Sconvolgenti sono, oltre alla macabra scena di sacrificio di un ladro per furto, i momenti di tensione per le nozze di Giasone con Glauce e l'assassinio dei figli di Medea. Nella prima sequenza, al contrario del mito e del testo di Euripide, Pasolini induce Glauce a vergognarsi profondamente, umiliata dal senso di colpa che prova nell'aver rubato ad una donna, già affranta e in difficoltà per il distacco dalla sua terra, e per questo ella si uccide gettandosi da una scogliera.

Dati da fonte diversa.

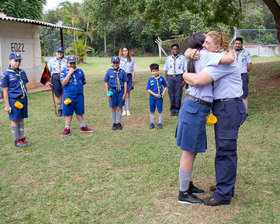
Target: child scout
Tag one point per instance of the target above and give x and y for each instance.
(116, 85)
(73, 81)
(13, 81)
(155, 88)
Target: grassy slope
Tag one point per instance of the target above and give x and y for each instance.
(131, 176)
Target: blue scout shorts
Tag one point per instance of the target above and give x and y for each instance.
(77, 104)
(191, 132)
(18, 114)
(155, 102)
(245, 82)
(57, 86)
(116, 99)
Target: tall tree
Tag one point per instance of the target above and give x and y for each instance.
(25, 9)
(274, 7)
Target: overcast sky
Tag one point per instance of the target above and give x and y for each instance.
(52, 4)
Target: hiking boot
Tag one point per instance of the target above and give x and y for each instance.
(85, 129)
(114, 127)
(210, 201)
(119, 125)
(59, 113)
(66, 132)
(19, 143)
(212, 188)
(194, 190)
(25, 142)
(188, 198)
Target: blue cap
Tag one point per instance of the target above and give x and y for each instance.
(15, 56)
(59, 49)
(71, 59)
(115, 59)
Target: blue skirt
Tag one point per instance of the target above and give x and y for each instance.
(191, 131)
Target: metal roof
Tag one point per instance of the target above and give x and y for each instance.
(36, 22)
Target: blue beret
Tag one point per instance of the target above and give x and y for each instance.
(71, 59)
(15, 56)
(59, 49)
(115, 59)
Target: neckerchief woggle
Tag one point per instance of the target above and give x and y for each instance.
(23, 89)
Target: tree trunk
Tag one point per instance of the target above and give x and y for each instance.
(105, 46)
(274, 7)
(85, 52)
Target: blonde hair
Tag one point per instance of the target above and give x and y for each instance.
(219, 39)
(121, 54)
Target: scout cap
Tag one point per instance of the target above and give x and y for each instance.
(115, 59)
(71, 59)
(59, 49)
(15, 56)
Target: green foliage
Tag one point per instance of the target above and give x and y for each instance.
(81, 50)
(25, 9)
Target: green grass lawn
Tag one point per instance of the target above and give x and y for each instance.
(131, 176)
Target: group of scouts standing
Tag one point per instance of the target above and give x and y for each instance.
(214, 76)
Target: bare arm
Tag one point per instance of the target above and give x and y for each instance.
(228, 57)
(249, 66)
(68, 76)
(6, 100)
(197, 79)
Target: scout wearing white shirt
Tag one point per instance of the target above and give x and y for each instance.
(56, 66)
(244, 60)
(175, 66)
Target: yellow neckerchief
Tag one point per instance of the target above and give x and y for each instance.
(118, 79)
(23, 89)
(174, 62)
(156, 78)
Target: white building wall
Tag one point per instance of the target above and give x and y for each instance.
(22, 38)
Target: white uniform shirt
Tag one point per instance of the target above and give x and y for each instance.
(175, 65)
(127, 66)
(243, 58)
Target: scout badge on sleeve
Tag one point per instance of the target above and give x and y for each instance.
(67, 101)
(211, 119)
(110, 93)
(18, 105)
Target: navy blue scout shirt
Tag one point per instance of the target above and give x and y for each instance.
(111, 77)
(153, 86)
(76, 82)
(12, 81)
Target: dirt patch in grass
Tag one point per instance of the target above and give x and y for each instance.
(269, 82)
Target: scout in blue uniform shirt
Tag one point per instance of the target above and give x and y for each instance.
(115, 86)
(175, 66)
(73, 81)
(244, 60)
(56, 66)
(14, 81)
(157, 87)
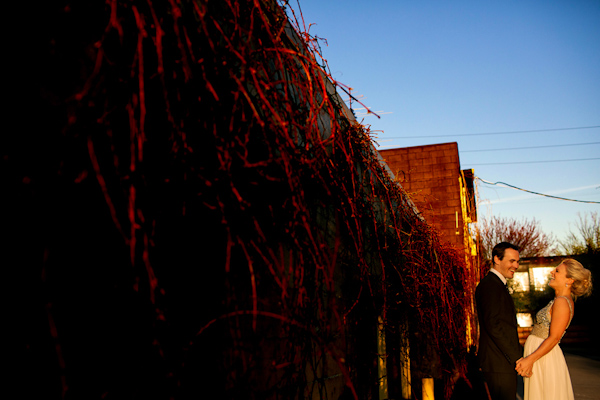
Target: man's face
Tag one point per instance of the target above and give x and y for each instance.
(509, 264)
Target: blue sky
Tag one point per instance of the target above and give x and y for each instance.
(470, 71)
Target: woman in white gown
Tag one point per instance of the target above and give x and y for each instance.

Nella scena finale del film l'atmosfera raggiunge il massimo della suspense e dell'irreale, dato che Medea, anziché indugiare come nella tragedia, è perfettamente cosciente di dover compiere il sacrificio dei due figli per vendetta contro Giasone, tanto che, prima di celebrare il rituale, li lava e prega il dio Sole affinché le dia la forza. Sgozzati i due infanti, Giasone entra in scena, assistendo ad uno spettacolo di distruzione e fiamme, dove predomina solo la figura corrucciata di Medea, che lo maledice.